1. If we know the true P, we can use this to construct an ideal compression algorithm. I can produce the construction algorithm to transform any P into a compression algorithm.

2. We know that determining the ideal compression algorithm for arbitrary data is impossible (compressibility is uncomputable), therefore it is impossible to know the true P of arbitrary data. Of note, is impossible to know the true P of biological sequences.

3. The ASC requires a P and a compression algorithm to implement. If we choose the true P and the ideal compression algorithm constructed from the true P, then ASC measured on all sequences would be exactly zero in all cases. So the true ASC appears to be zero for all sequences.
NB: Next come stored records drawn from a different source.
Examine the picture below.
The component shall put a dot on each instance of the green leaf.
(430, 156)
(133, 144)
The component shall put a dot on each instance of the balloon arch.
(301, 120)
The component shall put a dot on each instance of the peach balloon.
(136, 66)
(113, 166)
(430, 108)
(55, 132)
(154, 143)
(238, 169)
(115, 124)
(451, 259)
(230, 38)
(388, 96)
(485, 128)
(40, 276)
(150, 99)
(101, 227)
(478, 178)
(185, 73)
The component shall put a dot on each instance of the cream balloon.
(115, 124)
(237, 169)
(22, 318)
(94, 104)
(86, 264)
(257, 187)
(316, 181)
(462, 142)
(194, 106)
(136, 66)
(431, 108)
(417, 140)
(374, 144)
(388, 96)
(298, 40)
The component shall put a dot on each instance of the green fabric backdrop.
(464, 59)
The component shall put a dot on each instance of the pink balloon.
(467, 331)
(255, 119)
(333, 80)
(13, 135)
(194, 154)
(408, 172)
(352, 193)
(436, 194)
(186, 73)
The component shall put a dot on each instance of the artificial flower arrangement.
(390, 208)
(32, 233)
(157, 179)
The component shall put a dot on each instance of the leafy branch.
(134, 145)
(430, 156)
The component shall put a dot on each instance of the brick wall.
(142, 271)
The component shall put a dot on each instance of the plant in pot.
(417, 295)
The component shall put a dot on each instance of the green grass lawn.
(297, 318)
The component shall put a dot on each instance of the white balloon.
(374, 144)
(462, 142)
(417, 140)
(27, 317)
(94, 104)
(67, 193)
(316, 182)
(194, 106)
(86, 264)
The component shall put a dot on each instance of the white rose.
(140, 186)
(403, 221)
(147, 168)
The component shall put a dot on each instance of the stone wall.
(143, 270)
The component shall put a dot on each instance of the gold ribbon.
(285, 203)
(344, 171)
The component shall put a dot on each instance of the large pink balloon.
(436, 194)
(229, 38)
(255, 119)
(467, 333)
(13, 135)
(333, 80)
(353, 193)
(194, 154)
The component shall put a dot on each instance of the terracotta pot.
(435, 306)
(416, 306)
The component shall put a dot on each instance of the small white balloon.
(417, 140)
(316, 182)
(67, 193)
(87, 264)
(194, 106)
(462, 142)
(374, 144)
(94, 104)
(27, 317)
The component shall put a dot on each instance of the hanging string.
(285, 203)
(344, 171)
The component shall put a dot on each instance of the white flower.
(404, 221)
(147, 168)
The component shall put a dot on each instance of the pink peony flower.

I can make these proofs in a fairly straight forward way. They are not difficult proofs (in fact #2 is trivially true if #1 is true). Moreover, they are consistent with the proof that ASC less than or equal to CSI, because zero would be less than or equal to CSI (if it is a real entity).

1. Note, moreover, that IF we use the true P and the ideal compression algorithm to implement ASC, it seems I can prove that ASC = CSI. So this might demonstrate that CSI is merely an artifact of though, and measured as zero in all objects, even if the empirical/observed ASC is greater than zero. All the CSI being measured by observe ASC is just an artifact of using the wrong compression algorithm and the wrong P. I think this maybe difficult to establish because CSI is such a poorly defined concept. I suspect the most likely response would be to abandon ASC entirely so as to protect CSI.

This seems to be complementary proof to the point that ASC is not practically useful. This point, it seems, demonstrates that the idealized ASC of any sequence is zero, and therefore not a meaningful quantity. If the proof that ASC corresponds with CSI is valid, it might even demonstrate that CSI is always zero.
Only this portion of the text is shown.